Data dari Kementerian Kesehatan melalui Sistem Kewaspadaan Dini dan Respon (SKDR) mencatat sebanyak 11.660 kasus keracunan makanan MBG secara nasional. Sementara itu, Jaringan Pemantauan Pendidikan Indonesia (JPPI) mengungkap bahwa 10.482 anak menjadi korban langsung dari program yang seharusnya memberikan perlindungan gizi bagi pelajar.
Menanggapi kondisi ini, Presiden Prabowo Subianto telah menginstruksikan Badan Gizi Nasional (BGN) untuk merekrut tenaga koki profesional dan memperketat pengawasan operasional dapur MBG. Meski demikian, GMNI Kalbar menilai langkah tersebut belum menyentuh akar persoalan, terutama terkait tata kelola anggaran, distribusi logistik, dan transparansi di tingkat daerah.
“DPD GMNI Kalbar mendesak agar pengawasan program MBG diperkuat hingga ke level paling bawah. Evaluasi menyeluruh harus dilakukan agar program ini tidak menjadi beban fiskal nasional dan mengorbankan sektor vital lainnya seperti pendidikan, layanan kesehatan dasar, dan pembangunan infrastruktur pedesaan,” lanjut Dheova.
Ia juga menekankan bahwa keberhasilan program seperti MBG harus melibatkan semua pemangku kepentingan, termasuk pemerintah daerah, lembaga pengawas, organisasi masyarakat sipil, hingga komunitas lokal. Partisipasi kolektif sangat penting agar pelaksanaan program tidak bersifat simbolis atau populis semata, melainkan benar-benar memberi manfaat nyata bagi masyarakat.

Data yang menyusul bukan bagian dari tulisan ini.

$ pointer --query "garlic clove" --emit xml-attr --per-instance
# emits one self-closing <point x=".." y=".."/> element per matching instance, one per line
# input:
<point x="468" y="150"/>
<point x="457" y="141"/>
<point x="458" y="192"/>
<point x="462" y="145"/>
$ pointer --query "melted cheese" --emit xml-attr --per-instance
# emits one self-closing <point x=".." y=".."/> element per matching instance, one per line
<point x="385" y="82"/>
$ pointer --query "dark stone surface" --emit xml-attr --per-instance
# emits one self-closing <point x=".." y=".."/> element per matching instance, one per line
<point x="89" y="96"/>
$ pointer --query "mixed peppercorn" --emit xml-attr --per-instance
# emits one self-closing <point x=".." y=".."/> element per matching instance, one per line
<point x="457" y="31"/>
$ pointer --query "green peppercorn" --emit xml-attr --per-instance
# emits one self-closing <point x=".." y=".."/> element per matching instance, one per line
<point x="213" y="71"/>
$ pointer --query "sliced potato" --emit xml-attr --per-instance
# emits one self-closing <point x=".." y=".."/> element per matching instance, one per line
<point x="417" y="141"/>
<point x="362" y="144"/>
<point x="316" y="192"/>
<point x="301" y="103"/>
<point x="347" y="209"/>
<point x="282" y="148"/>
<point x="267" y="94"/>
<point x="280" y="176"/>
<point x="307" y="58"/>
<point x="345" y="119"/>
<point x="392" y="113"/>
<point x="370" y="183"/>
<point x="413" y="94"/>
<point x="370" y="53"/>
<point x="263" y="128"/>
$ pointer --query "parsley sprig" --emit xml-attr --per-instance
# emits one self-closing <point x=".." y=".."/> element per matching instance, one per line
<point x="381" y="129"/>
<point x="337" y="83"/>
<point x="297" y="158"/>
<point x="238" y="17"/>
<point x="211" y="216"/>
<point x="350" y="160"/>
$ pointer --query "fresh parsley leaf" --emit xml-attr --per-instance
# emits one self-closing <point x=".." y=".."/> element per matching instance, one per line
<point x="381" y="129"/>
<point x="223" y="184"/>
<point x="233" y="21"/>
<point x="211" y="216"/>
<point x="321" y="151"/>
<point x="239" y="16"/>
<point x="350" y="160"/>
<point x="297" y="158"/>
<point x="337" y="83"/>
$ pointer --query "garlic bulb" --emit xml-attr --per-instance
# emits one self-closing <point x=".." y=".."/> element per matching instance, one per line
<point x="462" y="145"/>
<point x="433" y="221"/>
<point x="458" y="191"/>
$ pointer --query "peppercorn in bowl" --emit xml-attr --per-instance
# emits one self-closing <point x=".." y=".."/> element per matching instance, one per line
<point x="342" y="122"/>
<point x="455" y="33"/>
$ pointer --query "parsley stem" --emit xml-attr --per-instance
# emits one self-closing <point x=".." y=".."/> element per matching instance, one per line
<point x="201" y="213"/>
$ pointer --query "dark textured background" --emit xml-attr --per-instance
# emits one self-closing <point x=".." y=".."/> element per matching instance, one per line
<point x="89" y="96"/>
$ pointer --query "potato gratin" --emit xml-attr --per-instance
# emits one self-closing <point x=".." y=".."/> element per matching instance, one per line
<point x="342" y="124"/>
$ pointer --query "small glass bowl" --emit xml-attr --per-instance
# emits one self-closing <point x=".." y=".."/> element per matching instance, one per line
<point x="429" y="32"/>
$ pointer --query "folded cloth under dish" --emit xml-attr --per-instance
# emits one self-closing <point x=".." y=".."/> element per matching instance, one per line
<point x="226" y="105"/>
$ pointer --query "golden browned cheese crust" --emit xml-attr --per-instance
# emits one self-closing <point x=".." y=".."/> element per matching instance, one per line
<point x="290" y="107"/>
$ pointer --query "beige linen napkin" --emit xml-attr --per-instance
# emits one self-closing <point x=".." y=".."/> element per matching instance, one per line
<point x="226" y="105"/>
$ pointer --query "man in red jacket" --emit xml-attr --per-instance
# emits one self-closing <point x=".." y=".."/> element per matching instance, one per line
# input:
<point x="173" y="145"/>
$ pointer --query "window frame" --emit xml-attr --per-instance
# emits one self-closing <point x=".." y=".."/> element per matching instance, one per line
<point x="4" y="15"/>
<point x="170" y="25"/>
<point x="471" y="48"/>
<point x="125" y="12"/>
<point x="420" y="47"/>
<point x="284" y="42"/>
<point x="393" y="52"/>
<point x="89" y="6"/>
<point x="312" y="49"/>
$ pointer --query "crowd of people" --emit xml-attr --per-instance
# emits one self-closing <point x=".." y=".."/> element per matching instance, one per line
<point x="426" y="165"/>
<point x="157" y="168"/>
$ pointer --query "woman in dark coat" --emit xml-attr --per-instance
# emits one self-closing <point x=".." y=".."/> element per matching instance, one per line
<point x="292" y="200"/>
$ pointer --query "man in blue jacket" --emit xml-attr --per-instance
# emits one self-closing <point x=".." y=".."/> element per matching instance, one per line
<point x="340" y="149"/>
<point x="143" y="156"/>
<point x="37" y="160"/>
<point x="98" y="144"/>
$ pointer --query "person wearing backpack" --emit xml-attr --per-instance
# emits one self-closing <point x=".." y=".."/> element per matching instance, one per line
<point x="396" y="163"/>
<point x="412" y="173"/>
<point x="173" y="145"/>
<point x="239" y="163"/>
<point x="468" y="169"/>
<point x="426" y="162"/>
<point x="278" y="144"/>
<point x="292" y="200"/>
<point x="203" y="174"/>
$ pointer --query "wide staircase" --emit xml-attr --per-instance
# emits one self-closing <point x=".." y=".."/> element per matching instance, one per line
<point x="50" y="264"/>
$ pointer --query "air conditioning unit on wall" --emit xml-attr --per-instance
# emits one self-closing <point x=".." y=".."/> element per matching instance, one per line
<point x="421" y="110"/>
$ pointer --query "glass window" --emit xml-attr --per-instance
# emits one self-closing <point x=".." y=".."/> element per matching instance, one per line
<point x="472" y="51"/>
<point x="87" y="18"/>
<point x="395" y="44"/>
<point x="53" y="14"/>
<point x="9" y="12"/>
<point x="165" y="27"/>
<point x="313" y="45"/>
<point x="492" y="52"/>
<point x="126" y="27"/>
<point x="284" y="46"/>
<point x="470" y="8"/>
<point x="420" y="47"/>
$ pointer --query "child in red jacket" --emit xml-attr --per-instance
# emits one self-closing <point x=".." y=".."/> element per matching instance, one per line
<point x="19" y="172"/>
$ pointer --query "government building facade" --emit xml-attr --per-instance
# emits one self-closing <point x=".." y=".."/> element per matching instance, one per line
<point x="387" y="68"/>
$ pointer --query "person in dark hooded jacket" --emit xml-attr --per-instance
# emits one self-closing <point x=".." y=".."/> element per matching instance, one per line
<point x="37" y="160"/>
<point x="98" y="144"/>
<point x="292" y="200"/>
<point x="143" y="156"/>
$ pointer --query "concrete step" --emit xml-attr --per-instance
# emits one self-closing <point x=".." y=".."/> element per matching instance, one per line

“Program gizi seperti MBG tidak boleh dijalankan dengan mengorbankan aspek fundamental lainnya seperti kualitas pendidikan, kesejahteraan guru, dan kelengkapan fasilitas belajar. Gizi anak memang penting, tetapi masa depan mereka lebih dari sekadar asupan makanan. Kita juga harus menjamin mereka mendapat pendidikan yang layak,” pungkas Dheova.